Congress Top 10 and Top 5






Sorry all my horses have boring facial markings


----------



## MBhorses (Feb 15, 2008)

our 2007 pinto filly celina






at birth






panda with her 2007 black filly






panda's face




panda


----------



## Jill (Feb 15, 2008)

I love horses with white on their faces, but only a couple of mine have "a lot" of that kind of marking. I especially love off center star-strip-snip combinations.




















Bomb Shell also has a star, but it's mighty hard to find now (she is a perlino). Maybe she'll pass it on one day to some of her babies. Then Skipper, my silver chestnut sabino roan, has a small star but between his full forelock and the roan hairs on his head, it's not very visible in his pictures.


----------



## CheyAut (Feb 15, 2008)

Here is my mare Casi











Concho has a lot of white from age (he's 24) but you can tell he had white before that happened, too






I used to own a Rocky Mtn, Matastar, who has a "kite".... diamond, and a string!






My TB Ren has a cute star






And I think Ruby and Tucker have cute stripes
















Jessi


----------



## Lisa Strass (Feb 15, 2008)

I love face white, but I have to say when it comes to the most interesting face markings... B&L's Rock "E" Good Man Charlie (ASPC/AMHR) wins at my house! I've never seen anything like it before. He has an off centered star, strip, snip that curves around and goes back up the other side (minus the star).






I need to get a picture of him with the hair out of his eyes!


----------



## CheyAut (Feb 15, 2008)

That IS cool!

Jessi


----------



## hrselady (Feb 15, 2008)

Lisa I love his "look"... he is very stunning!!

Here's my one and only with unusual facial markings..











Mendy


----------



## Erica (Feb 15, 2008)

I love Facial white; and have several, but here are some of them....

Lisa,

I think it runs in the genes





Would it be neices and nephews or first cousins or something like that .......

These are all just rough, winter hairy pictures as they are semingly new horses but.......

Wall Street Heads Up Mary Lynn; sort of has a not "as" defined but similar facial marking as Charlie






and that's Tiny Tot, Wall Street Hershey Tiny Trotter, to the right and he has a weird one as well......

You can't tell in the picture, but "Heart" has an almost perfect heart star on her forehead






And what about a "?" on a face, Swirls reminds me of that - Wall Street Hersheys PQ






Wall Street Illusions Ballerina






Here is a baby from last year whom I call Twister, Erica's Ima Rowdy Twister.......as sort of like a tornado on his face.






Erica's Shezzz Got Legz






Erica's Can't Touch This






Here's Cross Country Miss Nosey; I think maybe Belinda named her from her huge snip


----------



## Lucky-C-Acres-Minis (Feb 15, 2008)

I'm a sucker for lots of face white, especially bald faces





Our stallion:






This is our 2006 buckskin pinto filly:






Our 2006 appy colt's face white:






Our 2007 appy colt's cute 'slash'






My sister's black pinto mare's blaze and "mustache" lol






Our Hunt House mare's cute white nose:






My AQHA gelding's star and strip


----------



## StellaLenoir (Feb 15, 2008)

here is my girl Silver















I think her markings are sorta strange.


----------



## lilmiraclesfarm (Feb 15, 2008)

My horse only has a neat butt marking. tehe It like she has a cat butt. It has ears and her tail acts as the cats tail as well.


----------



## Devon (Feb 15, 2008)

Zorro





He has "ying yang" lips.

As in the peace ying yang;

Like






His Lips













And his off center Blaze.


----------



## love_casper (Feb 15, 2008)

Here's my mare Ghost, and her pretty white face.

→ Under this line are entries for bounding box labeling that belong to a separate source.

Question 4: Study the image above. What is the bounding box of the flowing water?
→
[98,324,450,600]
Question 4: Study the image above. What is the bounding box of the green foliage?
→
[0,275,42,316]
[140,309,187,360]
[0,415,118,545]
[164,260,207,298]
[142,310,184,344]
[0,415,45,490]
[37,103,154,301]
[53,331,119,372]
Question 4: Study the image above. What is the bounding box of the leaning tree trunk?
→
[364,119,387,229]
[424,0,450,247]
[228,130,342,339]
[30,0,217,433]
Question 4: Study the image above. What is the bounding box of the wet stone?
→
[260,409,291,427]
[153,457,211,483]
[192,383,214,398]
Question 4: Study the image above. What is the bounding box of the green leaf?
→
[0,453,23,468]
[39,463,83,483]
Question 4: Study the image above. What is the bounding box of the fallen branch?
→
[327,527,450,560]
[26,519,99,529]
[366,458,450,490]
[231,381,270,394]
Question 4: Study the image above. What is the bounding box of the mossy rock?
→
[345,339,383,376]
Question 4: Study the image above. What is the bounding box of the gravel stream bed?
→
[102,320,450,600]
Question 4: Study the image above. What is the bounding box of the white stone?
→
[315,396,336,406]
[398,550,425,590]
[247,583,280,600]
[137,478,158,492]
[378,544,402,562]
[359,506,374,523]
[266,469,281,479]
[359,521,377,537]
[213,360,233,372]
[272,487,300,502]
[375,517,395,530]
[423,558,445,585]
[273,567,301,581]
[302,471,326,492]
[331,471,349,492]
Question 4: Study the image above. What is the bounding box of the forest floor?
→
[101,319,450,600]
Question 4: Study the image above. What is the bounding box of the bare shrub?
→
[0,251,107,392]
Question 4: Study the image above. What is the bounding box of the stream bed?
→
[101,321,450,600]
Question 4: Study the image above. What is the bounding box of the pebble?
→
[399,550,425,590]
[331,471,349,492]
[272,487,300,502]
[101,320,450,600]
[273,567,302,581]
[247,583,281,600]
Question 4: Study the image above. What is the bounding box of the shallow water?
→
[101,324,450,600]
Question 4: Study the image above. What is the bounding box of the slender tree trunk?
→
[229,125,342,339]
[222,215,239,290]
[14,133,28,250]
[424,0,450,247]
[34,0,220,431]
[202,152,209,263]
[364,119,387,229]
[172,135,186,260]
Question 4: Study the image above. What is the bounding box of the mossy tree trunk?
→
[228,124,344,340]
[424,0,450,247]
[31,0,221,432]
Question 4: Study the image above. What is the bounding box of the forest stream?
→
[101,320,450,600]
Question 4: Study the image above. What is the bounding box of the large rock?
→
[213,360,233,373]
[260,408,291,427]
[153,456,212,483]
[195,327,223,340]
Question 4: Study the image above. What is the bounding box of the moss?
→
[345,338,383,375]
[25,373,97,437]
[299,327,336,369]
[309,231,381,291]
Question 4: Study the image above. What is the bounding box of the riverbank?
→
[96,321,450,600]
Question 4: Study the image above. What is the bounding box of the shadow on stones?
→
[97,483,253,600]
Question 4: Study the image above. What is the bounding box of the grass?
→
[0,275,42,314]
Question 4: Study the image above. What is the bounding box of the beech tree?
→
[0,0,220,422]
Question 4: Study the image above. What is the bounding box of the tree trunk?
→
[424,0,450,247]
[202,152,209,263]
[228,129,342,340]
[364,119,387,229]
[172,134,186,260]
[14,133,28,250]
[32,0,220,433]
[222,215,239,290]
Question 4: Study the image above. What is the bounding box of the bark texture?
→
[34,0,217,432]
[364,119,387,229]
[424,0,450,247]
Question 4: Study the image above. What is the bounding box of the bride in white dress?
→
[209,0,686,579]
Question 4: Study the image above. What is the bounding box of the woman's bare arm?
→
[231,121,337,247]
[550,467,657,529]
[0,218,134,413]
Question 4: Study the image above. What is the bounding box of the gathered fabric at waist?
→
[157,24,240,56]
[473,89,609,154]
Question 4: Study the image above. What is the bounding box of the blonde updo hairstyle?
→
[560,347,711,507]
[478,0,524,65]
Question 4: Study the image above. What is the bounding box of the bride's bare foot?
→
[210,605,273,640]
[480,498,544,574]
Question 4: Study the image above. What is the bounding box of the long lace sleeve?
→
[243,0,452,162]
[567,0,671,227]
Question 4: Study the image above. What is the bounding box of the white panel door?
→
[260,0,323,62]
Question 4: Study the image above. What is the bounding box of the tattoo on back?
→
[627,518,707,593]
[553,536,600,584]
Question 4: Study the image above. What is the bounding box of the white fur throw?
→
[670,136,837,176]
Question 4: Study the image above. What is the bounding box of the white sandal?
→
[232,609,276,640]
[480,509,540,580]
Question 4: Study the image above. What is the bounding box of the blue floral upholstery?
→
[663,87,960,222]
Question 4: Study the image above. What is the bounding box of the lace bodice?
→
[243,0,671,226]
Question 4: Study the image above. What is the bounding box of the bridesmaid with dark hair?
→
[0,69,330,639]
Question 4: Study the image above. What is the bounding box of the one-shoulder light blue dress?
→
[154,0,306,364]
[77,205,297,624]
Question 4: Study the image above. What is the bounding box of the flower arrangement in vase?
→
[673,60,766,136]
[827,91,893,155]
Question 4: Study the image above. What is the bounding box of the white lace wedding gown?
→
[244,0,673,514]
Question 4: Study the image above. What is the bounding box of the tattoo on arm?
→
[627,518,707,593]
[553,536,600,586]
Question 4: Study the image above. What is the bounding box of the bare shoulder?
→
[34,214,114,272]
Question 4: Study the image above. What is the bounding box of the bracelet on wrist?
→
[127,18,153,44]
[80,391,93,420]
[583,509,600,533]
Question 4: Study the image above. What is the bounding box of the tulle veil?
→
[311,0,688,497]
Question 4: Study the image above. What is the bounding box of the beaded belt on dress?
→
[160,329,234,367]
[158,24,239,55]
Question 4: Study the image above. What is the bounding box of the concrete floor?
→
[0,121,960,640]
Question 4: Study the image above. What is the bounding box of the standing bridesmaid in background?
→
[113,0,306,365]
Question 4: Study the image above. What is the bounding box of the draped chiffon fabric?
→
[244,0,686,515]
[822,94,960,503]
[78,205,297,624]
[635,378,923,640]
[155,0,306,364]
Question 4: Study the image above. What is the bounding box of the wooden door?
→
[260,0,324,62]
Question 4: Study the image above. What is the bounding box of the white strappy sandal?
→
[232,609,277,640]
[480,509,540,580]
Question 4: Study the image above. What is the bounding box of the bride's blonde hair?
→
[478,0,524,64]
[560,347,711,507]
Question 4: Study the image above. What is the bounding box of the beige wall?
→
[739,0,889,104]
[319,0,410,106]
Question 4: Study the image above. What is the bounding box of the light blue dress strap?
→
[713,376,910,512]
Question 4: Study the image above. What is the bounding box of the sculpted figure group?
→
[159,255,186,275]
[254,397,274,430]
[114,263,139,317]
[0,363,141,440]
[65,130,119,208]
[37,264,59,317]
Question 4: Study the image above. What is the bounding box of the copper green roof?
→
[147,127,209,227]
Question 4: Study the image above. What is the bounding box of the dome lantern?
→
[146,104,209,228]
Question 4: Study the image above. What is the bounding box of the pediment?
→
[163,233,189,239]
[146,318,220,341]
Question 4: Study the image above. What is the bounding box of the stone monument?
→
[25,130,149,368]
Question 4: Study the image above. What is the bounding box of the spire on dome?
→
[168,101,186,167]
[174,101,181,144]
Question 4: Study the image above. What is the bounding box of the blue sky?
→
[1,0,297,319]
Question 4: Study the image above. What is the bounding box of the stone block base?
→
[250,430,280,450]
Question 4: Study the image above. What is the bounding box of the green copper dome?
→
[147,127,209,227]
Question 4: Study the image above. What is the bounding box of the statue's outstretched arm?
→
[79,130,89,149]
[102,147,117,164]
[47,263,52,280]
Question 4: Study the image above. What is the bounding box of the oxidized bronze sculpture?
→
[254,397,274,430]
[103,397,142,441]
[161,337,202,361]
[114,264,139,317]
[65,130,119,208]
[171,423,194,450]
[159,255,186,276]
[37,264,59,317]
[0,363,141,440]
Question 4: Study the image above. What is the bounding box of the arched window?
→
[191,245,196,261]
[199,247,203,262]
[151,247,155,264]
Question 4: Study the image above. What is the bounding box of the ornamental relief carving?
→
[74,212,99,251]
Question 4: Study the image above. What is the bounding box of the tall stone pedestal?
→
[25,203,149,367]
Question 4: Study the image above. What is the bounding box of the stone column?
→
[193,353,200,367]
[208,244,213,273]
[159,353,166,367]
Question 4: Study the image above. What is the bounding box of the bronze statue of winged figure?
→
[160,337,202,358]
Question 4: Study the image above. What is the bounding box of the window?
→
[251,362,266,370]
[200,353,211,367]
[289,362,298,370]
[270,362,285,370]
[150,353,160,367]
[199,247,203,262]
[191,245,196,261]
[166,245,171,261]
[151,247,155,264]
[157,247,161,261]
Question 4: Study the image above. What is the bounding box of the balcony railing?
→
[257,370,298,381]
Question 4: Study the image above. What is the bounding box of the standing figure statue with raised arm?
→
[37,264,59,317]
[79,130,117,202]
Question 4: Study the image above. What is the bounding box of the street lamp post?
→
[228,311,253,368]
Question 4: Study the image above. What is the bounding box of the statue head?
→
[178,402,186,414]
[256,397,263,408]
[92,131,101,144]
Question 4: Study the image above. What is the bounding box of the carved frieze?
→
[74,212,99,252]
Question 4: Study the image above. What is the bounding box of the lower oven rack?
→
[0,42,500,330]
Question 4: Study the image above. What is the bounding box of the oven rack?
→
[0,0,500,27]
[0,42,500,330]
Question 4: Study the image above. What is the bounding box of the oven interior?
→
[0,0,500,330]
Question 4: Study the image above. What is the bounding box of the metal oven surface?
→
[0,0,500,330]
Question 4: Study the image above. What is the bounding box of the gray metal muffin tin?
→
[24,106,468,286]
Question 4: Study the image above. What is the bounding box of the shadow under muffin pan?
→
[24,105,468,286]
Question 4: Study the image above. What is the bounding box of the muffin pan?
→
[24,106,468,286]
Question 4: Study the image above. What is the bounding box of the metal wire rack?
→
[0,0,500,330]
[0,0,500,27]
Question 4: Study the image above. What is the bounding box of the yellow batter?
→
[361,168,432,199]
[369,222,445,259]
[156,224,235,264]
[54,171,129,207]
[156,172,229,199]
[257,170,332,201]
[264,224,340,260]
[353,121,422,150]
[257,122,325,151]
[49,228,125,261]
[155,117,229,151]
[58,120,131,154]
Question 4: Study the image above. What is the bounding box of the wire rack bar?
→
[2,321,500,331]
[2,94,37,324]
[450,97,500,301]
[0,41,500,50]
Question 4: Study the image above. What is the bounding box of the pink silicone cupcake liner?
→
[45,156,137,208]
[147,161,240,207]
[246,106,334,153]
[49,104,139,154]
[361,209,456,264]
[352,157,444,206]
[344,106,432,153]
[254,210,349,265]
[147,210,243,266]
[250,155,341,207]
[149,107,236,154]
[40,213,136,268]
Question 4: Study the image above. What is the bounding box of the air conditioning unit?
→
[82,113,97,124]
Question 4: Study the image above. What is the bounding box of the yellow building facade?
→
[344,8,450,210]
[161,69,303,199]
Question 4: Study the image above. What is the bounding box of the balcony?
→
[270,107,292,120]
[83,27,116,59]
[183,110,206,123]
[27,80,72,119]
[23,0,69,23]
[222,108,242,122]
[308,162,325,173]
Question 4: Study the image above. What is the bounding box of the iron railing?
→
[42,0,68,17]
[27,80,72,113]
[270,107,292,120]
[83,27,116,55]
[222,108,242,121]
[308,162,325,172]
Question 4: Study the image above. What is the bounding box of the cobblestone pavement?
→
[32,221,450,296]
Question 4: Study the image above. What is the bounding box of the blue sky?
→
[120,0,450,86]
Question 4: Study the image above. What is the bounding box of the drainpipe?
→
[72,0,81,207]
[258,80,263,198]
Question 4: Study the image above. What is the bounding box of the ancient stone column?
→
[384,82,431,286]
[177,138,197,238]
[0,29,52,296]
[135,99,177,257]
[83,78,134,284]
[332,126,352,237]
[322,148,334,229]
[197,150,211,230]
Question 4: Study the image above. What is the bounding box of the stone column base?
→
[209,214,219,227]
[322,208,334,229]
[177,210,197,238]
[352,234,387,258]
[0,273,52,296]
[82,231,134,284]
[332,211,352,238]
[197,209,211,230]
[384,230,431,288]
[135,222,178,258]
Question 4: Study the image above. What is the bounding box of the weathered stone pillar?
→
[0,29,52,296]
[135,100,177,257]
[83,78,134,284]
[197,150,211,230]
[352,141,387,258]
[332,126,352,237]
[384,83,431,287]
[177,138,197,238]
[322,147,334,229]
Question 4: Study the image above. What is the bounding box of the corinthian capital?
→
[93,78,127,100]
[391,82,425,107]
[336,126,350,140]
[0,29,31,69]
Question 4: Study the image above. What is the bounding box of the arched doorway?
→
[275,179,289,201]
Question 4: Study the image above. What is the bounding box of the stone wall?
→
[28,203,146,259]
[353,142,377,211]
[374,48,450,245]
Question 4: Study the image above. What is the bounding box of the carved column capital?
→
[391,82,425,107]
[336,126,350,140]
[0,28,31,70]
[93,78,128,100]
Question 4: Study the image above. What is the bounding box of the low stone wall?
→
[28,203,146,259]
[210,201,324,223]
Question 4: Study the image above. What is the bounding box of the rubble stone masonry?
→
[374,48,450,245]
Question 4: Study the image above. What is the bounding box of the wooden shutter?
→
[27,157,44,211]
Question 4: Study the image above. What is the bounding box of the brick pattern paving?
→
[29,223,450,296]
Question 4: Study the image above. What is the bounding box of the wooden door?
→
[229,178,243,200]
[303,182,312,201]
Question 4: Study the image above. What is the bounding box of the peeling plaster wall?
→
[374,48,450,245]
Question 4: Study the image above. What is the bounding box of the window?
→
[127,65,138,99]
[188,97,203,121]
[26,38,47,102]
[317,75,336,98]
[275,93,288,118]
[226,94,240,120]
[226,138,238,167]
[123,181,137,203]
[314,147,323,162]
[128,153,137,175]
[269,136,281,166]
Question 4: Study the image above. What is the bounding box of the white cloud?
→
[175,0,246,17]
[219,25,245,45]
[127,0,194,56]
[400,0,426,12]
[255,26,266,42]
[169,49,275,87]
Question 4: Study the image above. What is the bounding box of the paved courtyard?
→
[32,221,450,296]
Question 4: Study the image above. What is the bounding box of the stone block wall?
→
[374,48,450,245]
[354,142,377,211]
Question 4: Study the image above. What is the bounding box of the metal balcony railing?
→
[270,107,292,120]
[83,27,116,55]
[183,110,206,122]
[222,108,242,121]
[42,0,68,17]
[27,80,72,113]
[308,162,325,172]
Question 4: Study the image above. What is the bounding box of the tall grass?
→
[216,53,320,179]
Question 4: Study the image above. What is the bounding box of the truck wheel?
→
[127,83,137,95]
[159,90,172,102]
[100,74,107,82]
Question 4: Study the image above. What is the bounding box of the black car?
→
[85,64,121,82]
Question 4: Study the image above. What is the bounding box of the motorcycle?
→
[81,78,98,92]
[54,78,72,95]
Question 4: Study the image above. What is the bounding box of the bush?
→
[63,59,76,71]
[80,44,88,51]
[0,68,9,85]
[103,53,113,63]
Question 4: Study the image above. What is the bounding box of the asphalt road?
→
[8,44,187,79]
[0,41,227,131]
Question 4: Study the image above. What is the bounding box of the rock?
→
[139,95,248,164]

I love the little dots on her lips, reminds me of Clarabelle, that cow from Micky Mouse. Clarabelle is one of Ghostie's many nick names.


----------



## MyLilShowGirl (Feb 15, 2008)

Here is our stallion, Mini Brooks Painted Donovan Sky... as a yearling.


----------



## minie812 (Feb 15, 2008)

RUSTY HAS a WHITE BLAZE THAT LOOKS LIKE A CANDLE WITH THE FLAME ON TOP-


----------



## Relic (Feb 15, 2008)

Like father like son...


----------



## shoeboxstables (Feb 15, 2008)

Wow- some beautiful and neat markings! I love the 'candle'!!

The strangest we have is a goose head/neck on our saddlebred's face OH! Fits his personality to a T! Such a silly goose










But then two others have 'normal' face whites:

Vic, my stallion, whose facial white has been changing!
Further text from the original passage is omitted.